Some pictures and in-kind description here.

Hope that helps some, and good luck. Put up some pics of your board if you can.

Never heard of it. :)
It does help. Thanks a bunch. Can't see the pics in that post but I get the idea. I don't have any stacked or switched pots so it should be fairly easy.

Not surprised you've never heard of my desk, it's a dinosaur for sure. I'll get some pics in the next few days or so, but you'll laugh when you see it.

I can't actually remove channels separately which is a pain, so it's fiddly (luckily it's so simple). I've got the schematic though thankfully.
 
My uneducated advice...take it with a grain of salt...I'd recap the master section and give all the pots and switches a good cleaning.

Good question about the resistors, for which I don't know. Can anybody speak to the advantages of metal-film resistors over carbon, and how can you measure badness? I'd say the answer is going to include an oscilloscope though. Also, you may know this already, but the drift won't likely effect noise, and to measure you'd need to pull one leg of the resistor.

Maybe you have a bad opamp? What kind are in the master section?
 
Maybe you have a bad opamp? What kind are in the master section?
Ahem yeah they are all 4558s throughout (on each channel as well as the master section), with a 748 on each mic input. I read these are very garden variety and probably a source of hiss, but original specs say -85db noise and I'm hitting about -55db (after a power section recap) and something is surely out.

I've ordered a bunch of metal film resistors and extra caps to get all the electrolytics replaced. If doing that achieves nothing I will try swapping in some new op amps, but I'd rather not replace... well nearly 70 of them (that's a lot of solder points!) - only the 748's are socketed (boo).

I might replace 1 channel worth and the whole master section and see what I can see.

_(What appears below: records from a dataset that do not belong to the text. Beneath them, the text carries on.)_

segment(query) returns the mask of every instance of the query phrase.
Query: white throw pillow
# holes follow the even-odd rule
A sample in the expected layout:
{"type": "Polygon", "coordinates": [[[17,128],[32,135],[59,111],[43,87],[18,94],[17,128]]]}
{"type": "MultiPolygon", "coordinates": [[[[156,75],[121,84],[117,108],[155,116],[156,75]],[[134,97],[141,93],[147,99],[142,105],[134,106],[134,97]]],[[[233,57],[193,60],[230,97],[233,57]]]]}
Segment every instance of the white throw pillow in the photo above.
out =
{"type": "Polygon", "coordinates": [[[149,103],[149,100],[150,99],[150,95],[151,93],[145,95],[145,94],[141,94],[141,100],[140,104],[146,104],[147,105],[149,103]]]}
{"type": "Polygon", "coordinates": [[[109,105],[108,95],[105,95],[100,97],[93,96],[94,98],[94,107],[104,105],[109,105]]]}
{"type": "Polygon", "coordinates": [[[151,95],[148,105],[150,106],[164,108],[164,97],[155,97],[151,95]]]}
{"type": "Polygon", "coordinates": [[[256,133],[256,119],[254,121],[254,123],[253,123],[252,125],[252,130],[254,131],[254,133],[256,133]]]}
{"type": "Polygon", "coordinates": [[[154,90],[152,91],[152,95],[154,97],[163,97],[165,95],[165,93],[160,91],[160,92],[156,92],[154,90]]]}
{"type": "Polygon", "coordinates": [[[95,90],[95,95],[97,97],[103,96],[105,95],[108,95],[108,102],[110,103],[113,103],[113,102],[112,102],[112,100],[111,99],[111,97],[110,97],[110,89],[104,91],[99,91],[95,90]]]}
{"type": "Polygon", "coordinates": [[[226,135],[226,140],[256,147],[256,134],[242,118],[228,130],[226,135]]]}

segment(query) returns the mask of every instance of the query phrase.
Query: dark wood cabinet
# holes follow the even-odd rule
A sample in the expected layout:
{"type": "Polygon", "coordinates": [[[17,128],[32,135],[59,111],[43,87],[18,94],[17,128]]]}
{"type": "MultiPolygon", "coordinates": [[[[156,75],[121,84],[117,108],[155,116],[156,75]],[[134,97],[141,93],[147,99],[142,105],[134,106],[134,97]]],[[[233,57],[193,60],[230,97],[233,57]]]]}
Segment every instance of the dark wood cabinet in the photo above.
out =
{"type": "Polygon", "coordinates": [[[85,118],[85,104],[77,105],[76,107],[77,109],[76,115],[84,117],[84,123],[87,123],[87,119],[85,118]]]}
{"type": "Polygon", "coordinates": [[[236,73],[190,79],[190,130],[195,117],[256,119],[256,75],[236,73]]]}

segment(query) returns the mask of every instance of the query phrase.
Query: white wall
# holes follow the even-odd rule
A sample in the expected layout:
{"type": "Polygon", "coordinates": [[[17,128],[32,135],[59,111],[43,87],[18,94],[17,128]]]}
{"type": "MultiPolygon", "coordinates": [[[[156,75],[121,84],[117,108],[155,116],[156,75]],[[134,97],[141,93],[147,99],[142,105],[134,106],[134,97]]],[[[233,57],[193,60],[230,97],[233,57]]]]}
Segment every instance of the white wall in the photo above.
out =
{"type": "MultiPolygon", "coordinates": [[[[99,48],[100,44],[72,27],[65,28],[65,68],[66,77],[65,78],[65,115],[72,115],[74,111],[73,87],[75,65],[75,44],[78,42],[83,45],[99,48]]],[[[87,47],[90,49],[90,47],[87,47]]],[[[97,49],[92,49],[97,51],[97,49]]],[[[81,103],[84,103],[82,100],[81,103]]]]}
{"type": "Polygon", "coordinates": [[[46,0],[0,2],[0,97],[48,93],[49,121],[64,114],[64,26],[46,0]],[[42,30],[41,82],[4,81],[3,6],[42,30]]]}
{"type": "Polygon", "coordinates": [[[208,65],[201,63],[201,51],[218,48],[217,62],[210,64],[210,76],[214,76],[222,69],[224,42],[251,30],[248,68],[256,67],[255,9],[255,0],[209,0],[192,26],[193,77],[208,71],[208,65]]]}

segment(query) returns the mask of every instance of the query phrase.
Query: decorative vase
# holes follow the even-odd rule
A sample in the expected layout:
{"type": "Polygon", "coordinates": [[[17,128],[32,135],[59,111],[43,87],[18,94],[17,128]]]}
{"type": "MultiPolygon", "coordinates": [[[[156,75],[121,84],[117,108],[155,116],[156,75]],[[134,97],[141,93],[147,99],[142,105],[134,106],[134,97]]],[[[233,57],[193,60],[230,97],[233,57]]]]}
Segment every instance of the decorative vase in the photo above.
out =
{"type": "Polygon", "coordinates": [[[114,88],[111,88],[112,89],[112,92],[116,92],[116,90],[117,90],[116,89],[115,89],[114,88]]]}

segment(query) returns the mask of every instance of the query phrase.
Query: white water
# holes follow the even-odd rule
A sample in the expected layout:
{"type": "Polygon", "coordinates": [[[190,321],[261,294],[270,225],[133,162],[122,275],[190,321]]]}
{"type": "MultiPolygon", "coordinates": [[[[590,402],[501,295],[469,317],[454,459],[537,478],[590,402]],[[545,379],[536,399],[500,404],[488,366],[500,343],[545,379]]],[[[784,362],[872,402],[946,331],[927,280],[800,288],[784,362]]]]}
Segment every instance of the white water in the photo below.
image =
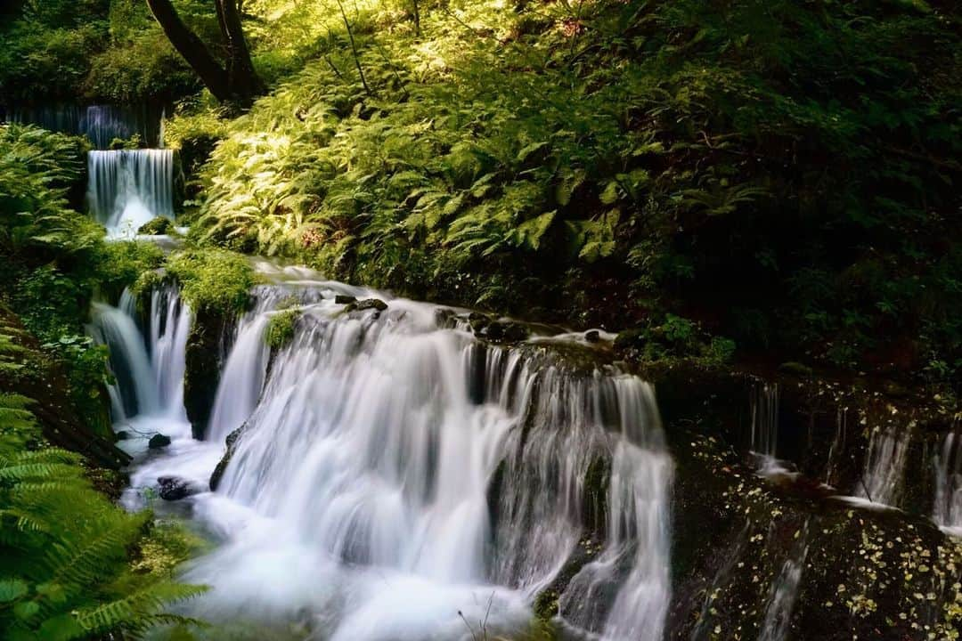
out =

But anyone with ideas for testing bad resistors in circuit I'm all ears. Lifting one leg and testing each one, I dunno, if I did that I may as well just replace it without measuring (i'd have to resolder the leg back down anyway!)...
I've also tried poking them with chopsticks, apparently bad or arcing resistors in tube amps will complain when poked, but I don't think I'm dealing with enough power to have that happen.
 
resisters can drift in value... but thats primarily a problem in hi voltage situations like tube gear... IME dirty pots (scratchy) are not necessarily noisey at rest... carbon film resistors are abit noisier than metal film... but that's thermal noise... also some crackling around pots can be traced to bad caps in things like eq circuits... the cap is leaking voltage to the pot (where it should be blockin dc) and it's that voltage trying to get through that causes the pops and such by intoducing offsets...
 
haha

So I got the cleaner out and removed a slider to give it a spray and see how dirty it might be. Ahem.
dirtyslider.jpg


I think I have a little more cleaning to do.
:rolleyes:

The black stuff, to be fair, is deteriorated foam rather than actual dirt... but I guess I need to get them all clean. There could well be enough of the black stuff flaked off inside the faders to stop them from working (or getting back to full/zero resistance, I'm not confident they are operating for their full travel if that makes sense). Back to the spray can.